KRİZ YÖNETİMİ
Kriz yönetimi, kriz belirtilerini algılama konusunda gerekli duyarlılıkları göstererek, örgütün krize düşmesini engelleme ve aniden ortaya çıkan kriz durumlarında, örgütü en az maliyet ve kayıpla kriz durumundan kurtarma sürecidir. Kriz sırasında kriz yönetiminin ana konular üzerinde yoğulaşmasının, hızlı ve etkin kararlar almasının, karar vermede hangi araçlardan destek alabileceğini ve acil bir olaya örgütün her birminde nasıl tepki verilmesi gerektiğini bilmesinin yolu kriz öncesi dönemde kriz planlaması yapmasına bağlıdır. Kriz planlarında başarılı sonuçlar alması için ;örgütün tam olarak hangi iş alanında yer aldıgı ,örgütün ve rakiplerinin pazardaki konumu, örgütün uzun dönemli amaçlarının neler olduğu, örgütün kültürel yapısı ve iletişim yapısının nasıl olduğu sorularının cevaplarının detaylı bir şekilde bilinmesi gerekmektedir.İşletmelerin krizlere hazırlıklı olma düzeyleri beş konumda sınıflandırılır.
-Krize yatkın işletmeler
-Krize duyarlı veya hassas olan işletmeler
-Krize kısmen hazır olan işletmeler
-Krize dayanıklı olan işletmeler
-Krize hazır olan işletmeler
Kriz yönetimi, örgütsel koşullar ve yüksek performanslı çalışanlar yanınıda, daha çok etkin bir liderlik anlayışı sayesinde kriz başarılı olabilir.
TÜRKİYE'DEN ÖRNEKLER
Türkiyede'de 3 önemli şirkette kriz yaşanmıştır. Günlerce kamuoyu tarafından yakından takip edilen, Roche ilaç, Mey İçki ve Onur Air şirketlerinin yaşamış olduğu krizler,şirketlerin kriz anındaki tutumları farklı sonuçlar ortaya çıkarmıştır.
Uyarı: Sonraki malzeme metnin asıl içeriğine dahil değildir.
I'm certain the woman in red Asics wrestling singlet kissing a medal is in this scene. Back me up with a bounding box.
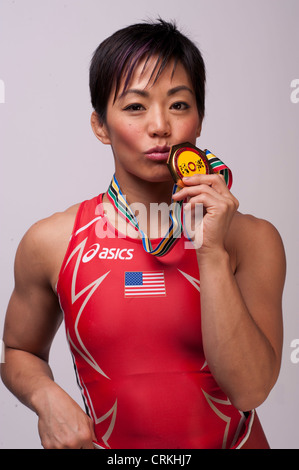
[2,20,285,448]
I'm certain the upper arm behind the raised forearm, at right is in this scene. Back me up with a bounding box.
[235,220,286,367]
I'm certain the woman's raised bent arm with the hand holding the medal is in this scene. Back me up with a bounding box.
[175,175,285,411]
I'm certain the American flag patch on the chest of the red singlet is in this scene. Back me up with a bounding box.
[125,271,166,297]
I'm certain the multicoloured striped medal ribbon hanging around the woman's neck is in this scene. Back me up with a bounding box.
[107,150,232,256]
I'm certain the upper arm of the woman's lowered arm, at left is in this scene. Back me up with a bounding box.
[3,224,62,360]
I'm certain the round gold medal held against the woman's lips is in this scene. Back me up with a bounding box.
[166,142,213,187]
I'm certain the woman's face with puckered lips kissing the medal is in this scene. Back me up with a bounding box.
[93,58,201,182]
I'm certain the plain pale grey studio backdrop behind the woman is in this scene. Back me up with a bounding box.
[0,0,299,448]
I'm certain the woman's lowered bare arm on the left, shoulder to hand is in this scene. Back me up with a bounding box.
[1,216,94,448]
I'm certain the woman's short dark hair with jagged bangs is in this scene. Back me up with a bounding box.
[89,19,206,122]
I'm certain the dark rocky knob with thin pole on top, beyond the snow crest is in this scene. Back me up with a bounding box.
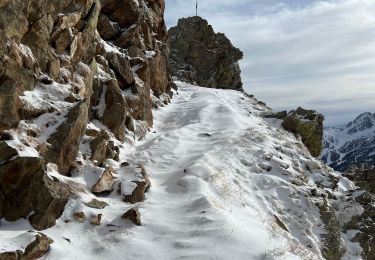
[169,16,243,90]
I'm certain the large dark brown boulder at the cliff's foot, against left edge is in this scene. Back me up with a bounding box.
[0,154,69,230]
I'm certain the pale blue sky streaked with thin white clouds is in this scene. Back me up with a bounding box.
[165,0,375,126]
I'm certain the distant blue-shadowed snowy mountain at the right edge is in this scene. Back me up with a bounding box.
[322,112,375,171]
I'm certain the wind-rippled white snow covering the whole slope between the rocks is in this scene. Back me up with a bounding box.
[0,82,361,260]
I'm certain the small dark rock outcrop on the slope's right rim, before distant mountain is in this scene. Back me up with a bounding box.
[264,107,324,157]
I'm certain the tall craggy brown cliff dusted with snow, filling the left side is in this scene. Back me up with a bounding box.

Roche krizinde bir yandan kamu menfaati ve ciddi suçlamalar, diğer yanda hiçbir hazırlığı olmayan şirket yönetimi bulunmaktaydı. Bu tablo uzun süre şirketin gündemde kalmasına sebep oldu. İnsan kaynakları yönetiminden kurumsal yönetim ilkelerine bir çok açıdan itibarı yüksek olan Roche, kriz yönetimindeki eksiklik nedeniyle çok şey kaybederek krizden çıktı.
Mey içki krizinde ise bir miktar geç kalındı. Şirket kamudan yeni alınmış olması ve krizin dış etkenlerden kaynaklanmış olması nedeniyle sorun hemen aşılamadı. Ancak, sonunda, daha ilk başta atılması gereken adım atıldı ve Yeni Rakılar toplatıldı.
Onur Air krizi ise çok iyi yönetildi. bir kurumu yok edebilecek bir iletişim Tusunamisini savuşturmakla kalmadı. Onur ve İtibar savaşının muzaffer kahramanı olarak iletişim tarihine adını yazdırdı. Onur Air kendisine alanlarını kapatan Almanya, Hollanda ve İsviçre'ye teşekkür borçlu. Belki kısa bir süre bir miktar para kaybetti ama itibarını katlayarak arttırdı.Onur Air'in bu krizi yönetirken izlediği adımlar şu şekilde sıralanabilir;
1-Çok hızlı haraket etti gündemi kendisi yönetti.
2-Birinci elden medyaya doğru bilgileri aktardı, susup saklanmadı.
3-Konuyu başta devlet olmak üzere,tüm sosyal paydaşlarının ortak meselesi haline getirdi.
4-Medya karşısında tüm iletişim hatlarını açık tuttu.
5-Üçüncü tarafların, etkileyicilerin desteğini sağladı. Milan taraftarlarını Türkiye'ye taşıma hakkını elde etmesi, Onur Air dahil 15'ten fazla hava yolu şirketinin bakımını yapan Adrian Airways'in başkan yardımcısı Pavel Prhavc'in "Onur Air uçakları en az Lufthansa'nınkiler kadar güvenilir" diye açıklama yapması iltişim açısından nerdeyse son noktayı koyuyordu.